Pourquoi Trump en 2024

Le populisme économique ; l’épuisement de la démocratie libérale ; la destruction de l’éducation, en particulier de l’enseignement supérieur : voilà les trois facteurs qui permettent de comprendre la nette victoire de Donald Trump face à Kamala Harris.

8 novembre 2024 | tiré d’AOC.media

Les électeurs de Trump ne forment pas un bloc monolithique. Bien sûr, il y a toujours les membres du Ku Klux Klan, les incels, les nazis, les alt-right, les hyper-masculins et les hyper-racistes – tous ceux qui se repaissent des promesses délirantes de Trump, de ses insultes nauséabondes et de ses manières grossières.
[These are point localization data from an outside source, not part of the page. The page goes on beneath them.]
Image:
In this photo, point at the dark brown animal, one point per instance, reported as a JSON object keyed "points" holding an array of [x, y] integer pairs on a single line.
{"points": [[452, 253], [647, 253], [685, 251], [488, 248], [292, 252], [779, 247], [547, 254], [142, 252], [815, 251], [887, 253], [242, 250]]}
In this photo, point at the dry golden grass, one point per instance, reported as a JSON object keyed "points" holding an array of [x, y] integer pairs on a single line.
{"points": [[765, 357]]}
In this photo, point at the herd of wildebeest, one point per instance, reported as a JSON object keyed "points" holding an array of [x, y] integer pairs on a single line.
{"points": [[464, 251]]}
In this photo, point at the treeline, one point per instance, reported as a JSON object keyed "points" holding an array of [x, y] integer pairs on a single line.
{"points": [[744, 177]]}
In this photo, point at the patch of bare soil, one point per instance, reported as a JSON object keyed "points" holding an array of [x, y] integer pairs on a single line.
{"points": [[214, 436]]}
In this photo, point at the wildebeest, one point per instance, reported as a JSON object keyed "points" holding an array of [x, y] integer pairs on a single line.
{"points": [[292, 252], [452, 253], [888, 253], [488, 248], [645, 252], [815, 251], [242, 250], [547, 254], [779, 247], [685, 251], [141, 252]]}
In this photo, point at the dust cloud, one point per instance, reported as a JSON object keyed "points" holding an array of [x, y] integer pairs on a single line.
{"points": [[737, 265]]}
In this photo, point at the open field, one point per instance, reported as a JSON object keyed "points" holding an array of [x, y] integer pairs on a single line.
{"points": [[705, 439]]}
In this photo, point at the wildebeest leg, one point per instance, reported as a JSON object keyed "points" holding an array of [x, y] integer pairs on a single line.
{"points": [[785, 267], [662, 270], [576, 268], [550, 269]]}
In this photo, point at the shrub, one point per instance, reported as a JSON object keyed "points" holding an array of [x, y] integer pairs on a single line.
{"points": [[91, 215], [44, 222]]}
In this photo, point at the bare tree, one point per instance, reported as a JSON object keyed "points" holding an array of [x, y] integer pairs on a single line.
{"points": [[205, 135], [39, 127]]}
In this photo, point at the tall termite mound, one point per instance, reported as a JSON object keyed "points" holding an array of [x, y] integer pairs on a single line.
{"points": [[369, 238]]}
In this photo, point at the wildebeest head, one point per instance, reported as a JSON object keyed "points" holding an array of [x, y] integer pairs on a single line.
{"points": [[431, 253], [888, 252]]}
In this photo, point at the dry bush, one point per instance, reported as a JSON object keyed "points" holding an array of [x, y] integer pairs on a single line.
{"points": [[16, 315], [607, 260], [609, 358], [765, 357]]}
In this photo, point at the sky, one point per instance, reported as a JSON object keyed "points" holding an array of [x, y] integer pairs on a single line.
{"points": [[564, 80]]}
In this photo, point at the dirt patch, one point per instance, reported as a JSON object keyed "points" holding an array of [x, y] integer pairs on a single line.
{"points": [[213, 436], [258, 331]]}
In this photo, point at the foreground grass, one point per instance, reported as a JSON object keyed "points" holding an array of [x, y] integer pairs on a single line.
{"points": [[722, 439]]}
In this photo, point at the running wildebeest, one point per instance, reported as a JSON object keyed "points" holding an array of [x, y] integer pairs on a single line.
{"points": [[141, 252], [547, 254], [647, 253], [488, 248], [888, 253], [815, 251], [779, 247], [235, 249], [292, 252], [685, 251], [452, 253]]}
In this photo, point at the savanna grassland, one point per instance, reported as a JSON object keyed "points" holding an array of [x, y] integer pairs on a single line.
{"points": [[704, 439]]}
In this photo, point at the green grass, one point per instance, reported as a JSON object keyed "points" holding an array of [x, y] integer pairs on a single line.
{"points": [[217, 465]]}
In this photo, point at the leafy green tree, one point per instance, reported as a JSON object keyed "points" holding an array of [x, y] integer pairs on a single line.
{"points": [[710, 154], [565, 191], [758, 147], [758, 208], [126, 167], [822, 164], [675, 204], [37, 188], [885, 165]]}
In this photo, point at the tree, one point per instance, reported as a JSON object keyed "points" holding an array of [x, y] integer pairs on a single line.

Il y a aussi ceux qui sont animés par la haine des « libéraux », dont ils absorbent quotidiennement le mépris ou le simple dédain. Il y a des chrétiens, des sionistes et même des islamistes (de la dernière heure) qui attendent de Trump qu’il serve mieux leur cause que ne l’a fait le régime Biden-Harris. Il y a ceux qui veulent une frontière sud du pays fortifiée et l’expulsion des migrants récents. Il y a des propriétaires de petites entreprises qui veulent des impôts moins élevés et moins de restrictions, et d’anciens travailleurs des mines et de l’industrie qui réclament des emplois aussi bien rémunérés que les emplois autrefois protégés par les syndicats.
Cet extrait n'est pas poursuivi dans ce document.